Consider the local ring $$R=\mathbb C [[x,y,z]]/(xy, yz)$$. My question is: Does there exist a non-free finitely generated $$R$$-module $$M$$ of finite projective dimension such that $$M_P$$ is $$R_P$$-free for every non-maximal prime ideal $$P$$ of $$R$$?

Thoughts: I think $$R$$ has dimension $$2$$ and depth $$1$$. Moreover, I believe $$R_P$$ is regular local every non-maximal prime ideal $$P$$ of $$R$$. I still have no idea how to construct a module as in the question.
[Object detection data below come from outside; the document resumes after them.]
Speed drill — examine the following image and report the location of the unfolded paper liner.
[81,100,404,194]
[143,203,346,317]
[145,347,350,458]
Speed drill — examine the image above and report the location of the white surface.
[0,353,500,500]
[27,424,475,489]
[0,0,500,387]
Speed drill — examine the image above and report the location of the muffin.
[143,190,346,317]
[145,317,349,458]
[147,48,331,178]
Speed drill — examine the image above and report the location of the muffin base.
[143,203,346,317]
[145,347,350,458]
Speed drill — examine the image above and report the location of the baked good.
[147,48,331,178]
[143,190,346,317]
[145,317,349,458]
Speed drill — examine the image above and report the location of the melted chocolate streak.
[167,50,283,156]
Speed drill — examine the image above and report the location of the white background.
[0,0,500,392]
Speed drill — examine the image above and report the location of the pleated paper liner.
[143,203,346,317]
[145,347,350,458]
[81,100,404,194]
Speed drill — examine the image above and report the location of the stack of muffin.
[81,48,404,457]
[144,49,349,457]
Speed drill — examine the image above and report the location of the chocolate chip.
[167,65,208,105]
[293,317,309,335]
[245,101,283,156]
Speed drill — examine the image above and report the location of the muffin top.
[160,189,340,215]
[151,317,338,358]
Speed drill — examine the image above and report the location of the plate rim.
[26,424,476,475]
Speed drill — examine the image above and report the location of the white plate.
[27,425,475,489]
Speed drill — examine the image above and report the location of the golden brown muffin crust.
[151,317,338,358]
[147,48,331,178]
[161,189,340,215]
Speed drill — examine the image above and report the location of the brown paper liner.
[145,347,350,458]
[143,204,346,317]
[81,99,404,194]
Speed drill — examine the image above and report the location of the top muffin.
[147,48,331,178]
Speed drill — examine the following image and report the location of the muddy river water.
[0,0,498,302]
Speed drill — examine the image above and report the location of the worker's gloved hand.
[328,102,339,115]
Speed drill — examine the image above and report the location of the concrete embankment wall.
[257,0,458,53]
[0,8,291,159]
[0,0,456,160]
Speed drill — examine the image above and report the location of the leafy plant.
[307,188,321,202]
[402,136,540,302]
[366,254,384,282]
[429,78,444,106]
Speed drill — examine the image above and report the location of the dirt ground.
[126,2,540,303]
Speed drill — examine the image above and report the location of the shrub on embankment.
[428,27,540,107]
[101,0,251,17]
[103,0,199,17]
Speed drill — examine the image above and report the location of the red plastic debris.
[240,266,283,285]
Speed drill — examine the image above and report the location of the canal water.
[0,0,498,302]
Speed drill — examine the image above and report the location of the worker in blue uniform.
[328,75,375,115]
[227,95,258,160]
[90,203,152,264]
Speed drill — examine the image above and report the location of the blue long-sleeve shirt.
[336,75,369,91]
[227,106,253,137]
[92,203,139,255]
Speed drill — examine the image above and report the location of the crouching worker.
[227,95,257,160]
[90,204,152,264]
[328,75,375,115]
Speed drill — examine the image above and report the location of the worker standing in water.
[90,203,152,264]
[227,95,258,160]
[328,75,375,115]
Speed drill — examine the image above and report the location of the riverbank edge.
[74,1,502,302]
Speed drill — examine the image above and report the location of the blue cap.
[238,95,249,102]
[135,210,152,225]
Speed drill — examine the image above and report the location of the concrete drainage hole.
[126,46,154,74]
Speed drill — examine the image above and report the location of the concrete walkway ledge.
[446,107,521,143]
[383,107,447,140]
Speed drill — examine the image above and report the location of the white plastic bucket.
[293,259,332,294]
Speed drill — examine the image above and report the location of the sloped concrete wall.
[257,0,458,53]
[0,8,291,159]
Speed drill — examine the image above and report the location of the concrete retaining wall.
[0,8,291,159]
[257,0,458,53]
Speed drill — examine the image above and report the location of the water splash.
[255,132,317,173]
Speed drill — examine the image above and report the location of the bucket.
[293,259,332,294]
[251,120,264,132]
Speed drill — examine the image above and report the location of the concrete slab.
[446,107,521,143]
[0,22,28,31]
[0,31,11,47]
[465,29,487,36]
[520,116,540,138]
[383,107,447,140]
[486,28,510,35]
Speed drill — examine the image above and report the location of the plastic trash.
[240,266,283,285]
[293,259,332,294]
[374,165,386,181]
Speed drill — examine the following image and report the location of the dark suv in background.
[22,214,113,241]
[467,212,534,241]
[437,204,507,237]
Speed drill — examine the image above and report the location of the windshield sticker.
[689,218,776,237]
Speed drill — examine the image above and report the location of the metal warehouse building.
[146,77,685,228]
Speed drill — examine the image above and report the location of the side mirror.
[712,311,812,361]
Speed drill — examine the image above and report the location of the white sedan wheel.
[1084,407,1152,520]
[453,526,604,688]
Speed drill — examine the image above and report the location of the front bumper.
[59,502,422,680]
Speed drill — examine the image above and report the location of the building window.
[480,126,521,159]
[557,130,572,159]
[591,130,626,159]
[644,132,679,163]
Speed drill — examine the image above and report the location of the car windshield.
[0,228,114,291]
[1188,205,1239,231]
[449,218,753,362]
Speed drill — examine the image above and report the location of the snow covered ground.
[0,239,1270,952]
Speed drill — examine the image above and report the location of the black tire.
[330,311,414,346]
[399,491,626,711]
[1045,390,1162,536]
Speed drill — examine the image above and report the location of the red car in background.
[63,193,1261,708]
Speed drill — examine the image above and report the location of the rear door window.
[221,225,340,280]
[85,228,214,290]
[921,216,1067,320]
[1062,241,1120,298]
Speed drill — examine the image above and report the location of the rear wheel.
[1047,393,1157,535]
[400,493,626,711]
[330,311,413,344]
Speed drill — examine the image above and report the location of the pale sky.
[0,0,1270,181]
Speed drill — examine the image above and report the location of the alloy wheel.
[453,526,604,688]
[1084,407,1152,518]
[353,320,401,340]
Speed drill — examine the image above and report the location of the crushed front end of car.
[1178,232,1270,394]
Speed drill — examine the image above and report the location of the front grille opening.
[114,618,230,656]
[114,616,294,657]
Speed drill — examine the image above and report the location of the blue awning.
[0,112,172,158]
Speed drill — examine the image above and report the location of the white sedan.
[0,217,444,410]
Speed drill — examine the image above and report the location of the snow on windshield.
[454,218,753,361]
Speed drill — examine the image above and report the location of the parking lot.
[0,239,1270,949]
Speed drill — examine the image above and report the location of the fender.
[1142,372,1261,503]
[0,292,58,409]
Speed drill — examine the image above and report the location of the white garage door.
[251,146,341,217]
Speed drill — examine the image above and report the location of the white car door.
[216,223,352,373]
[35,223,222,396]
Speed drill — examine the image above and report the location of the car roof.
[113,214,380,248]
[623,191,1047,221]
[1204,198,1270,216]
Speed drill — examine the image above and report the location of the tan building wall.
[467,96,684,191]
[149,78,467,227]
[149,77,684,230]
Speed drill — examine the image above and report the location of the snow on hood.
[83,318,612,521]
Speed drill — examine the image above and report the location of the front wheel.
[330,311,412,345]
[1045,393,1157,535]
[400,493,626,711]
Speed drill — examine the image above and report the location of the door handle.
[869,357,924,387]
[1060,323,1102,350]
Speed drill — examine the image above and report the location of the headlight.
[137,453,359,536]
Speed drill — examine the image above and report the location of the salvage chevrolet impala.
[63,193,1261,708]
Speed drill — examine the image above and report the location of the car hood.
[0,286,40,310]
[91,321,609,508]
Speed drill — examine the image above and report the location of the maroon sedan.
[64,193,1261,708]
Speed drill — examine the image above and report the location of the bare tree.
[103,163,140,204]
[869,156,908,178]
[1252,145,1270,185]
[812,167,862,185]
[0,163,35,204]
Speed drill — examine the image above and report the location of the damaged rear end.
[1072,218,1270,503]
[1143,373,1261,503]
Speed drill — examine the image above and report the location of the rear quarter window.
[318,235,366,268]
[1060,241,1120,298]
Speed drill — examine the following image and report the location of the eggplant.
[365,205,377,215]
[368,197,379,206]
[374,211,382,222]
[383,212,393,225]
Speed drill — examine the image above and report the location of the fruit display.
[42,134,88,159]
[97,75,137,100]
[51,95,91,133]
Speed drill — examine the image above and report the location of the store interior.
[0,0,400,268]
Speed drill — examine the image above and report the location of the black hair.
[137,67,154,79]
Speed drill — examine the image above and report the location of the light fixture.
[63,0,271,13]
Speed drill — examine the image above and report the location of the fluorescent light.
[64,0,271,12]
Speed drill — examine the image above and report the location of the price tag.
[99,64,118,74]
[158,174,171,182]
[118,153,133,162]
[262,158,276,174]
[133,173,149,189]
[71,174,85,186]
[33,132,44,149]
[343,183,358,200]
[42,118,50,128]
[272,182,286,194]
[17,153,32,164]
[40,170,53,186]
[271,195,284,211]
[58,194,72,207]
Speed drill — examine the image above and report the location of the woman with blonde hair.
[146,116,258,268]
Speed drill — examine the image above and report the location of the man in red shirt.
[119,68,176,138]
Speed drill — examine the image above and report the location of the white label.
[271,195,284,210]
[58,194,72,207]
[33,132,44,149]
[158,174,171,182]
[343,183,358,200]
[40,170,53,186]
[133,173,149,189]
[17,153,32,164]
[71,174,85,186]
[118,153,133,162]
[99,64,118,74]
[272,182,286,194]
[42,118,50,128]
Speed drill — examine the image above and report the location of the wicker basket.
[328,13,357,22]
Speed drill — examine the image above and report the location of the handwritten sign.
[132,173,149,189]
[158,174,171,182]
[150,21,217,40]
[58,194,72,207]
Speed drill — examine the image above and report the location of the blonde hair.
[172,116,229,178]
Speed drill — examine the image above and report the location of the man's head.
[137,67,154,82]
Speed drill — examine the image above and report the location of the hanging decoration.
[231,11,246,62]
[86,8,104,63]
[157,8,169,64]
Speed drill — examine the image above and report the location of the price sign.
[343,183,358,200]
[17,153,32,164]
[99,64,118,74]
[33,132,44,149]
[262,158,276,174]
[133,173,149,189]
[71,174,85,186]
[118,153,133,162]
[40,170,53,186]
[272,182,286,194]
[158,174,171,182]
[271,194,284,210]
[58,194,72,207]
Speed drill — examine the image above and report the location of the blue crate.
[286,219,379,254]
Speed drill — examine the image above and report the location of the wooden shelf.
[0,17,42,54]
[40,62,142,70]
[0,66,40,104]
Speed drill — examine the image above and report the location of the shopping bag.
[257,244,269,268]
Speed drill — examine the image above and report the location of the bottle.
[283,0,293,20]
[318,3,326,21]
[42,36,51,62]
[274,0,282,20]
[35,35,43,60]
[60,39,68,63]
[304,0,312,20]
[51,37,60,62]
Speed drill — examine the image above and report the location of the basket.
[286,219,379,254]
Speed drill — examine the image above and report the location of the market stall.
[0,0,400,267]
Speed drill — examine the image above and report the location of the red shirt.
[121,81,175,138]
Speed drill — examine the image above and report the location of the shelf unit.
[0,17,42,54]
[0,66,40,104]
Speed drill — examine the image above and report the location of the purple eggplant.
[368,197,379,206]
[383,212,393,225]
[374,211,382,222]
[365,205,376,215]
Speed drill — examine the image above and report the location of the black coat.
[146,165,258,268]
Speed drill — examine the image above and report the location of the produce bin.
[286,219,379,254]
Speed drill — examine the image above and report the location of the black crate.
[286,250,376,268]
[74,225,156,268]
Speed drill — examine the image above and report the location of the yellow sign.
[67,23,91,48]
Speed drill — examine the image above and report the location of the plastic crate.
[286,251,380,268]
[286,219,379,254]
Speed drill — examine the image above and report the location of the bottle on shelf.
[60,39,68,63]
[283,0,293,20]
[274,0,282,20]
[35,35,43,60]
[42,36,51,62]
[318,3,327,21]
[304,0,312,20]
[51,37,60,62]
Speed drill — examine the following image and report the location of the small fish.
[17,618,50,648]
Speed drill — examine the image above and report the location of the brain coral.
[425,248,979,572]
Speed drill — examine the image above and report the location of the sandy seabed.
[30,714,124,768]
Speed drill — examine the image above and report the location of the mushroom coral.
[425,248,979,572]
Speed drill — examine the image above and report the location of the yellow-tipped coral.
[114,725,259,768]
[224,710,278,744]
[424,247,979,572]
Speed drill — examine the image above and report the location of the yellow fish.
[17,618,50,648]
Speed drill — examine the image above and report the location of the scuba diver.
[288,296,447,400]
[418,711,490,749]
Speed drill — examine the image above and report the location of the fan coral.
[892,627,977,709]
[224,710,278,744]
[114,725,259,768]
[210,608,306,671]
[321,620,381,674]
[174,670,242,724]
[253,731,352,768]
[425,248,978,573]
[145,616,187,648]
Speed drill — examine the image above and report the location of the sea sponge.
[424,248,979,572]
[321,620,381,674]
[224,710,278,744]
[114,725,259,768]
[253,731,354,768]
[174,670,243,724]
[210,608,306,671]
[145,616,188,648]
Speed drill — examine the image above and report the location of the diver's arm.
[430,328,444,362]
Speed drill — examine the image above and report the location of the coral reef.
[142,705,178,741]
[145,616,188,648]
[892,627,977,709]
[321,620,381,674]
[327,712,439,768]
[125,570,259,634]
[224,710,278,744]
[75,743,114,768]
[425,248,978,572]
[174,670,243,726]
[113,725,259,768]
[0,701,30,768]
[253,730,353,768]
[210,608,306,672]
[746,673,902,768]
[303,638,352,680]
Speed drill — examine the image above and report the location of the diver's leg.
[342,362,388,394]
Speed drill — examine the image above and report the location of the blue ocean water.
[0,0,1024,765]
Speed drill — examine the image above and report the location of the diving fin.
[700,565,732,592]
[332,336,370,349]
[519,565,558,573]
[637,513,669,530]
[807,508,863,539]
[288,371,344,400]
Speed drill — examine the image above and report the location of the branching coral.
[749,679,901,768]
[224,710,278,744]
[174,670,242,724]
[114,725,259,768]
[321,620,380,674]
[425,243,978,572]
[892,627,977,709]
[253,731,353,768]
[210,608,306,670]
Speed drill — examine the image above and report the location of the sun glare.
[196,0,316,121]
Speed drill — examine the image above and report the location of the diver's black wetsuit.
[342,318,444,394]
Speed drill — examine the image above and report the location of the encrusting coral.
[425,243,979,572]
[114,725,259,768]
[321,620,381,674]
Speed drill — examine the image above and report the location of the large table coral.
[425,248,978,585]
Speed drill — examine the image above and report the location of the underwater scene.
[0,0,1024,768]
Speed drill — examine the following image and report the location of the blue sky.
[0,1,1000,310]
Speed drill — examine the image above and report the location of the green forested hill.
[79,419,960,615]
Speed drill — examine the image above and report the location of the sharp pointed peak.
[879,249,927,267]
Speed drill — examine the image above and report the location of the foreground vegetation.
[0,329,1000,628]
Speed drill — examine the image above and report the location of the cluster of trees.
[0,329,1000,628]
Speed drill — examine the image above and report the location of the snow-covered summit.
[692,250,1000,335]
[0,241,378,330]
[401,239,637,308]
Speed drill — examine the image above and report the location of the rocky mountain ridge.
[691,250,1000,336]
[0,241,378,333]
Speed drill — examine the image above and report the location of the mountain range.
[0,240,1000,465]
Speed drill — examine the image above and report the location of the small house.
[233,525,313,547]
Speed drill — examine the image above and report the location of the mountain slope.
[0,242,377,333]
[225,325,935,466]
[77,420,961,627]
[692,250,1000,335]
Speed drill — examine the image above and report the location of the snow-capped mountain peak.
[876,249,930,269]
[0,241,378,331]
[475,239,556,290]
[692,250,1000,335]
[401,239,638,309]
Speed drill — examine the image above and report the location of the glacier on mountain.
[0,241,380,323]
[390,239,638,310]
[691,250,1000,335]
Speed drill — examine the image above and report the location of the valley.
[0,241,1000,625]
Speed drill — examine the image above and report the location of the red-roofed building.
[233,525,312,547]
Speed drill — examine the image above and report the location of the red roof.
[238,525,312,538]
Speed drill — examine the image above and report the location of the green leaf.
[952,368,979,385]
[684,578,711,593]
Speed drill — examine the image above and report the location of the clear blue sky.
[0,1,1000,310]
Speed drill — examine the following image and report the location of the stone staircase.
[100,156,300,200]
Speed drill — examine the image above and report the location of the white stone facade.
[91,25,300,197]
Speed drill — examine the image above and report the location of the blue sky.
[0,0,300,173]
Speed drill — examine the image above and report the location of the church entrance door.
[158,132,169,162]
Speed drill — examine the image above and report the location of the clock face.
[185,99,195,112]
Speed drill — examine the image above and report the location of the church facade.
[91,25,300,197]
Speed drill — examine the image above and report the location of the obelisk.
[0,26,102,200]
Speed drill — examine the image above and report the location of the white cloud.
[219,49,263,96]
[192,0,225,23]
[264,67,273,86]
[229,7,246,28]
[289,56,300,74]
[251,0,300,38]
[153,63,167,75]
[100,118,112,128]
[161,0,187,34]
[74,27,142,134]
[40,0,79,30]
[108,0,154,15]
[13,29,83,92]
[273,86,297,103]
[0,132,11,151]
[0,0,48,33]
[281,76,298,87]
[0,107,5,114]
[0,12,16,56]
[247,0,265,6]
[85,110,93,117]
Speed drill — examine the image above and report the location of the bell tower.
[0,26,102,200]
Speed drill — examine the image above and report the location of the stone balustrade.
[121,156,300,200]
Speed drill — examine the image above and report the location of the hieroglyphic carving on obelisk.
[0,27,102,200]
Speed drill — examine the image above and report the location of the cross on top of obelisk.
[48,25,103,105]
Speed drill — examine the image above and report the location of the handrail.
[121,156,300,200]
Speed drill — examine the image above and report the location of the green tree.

• Since a free $M$ has all the properties, I presume you want $M$ to be non-free. Commented Apr 3, 2023 at 5:24
• @Mohan: Yes yes, I actually want $M$ to be non-free not just non-zero... essentially I kind of want a non-trivial vector bundle on punctured spectrum (but I guess Horrocks' kind of equivalence between vector bundles and modules might not actually work here as the ring has depth $1$)
– Alex
Commented Apr 3, 2023 at 8:01
• By Auslander-Buchsbaum any such $M$ has projective dimension $1$, i.e. is the cokernel of an injection of free modules $\varphi : R^n \hookrightarrow R^m$. If $n = 1$ and the entries of $\varphi$ generate the maximal ideal, then locally at any non-maximal prime $P$ one of the entries of $\varphi$ will be a unit, so $\varphi$ splits locally and $M_P$ will be free. The answer below is the simplest example of this with the least possible $m = 3$. Commented Apr 4, 2023 at 5:39

Take $$M$$ to be the quotient, $$0\to R\stackrel{(x,y,z)}{\to} R^3\to M\to 0$$.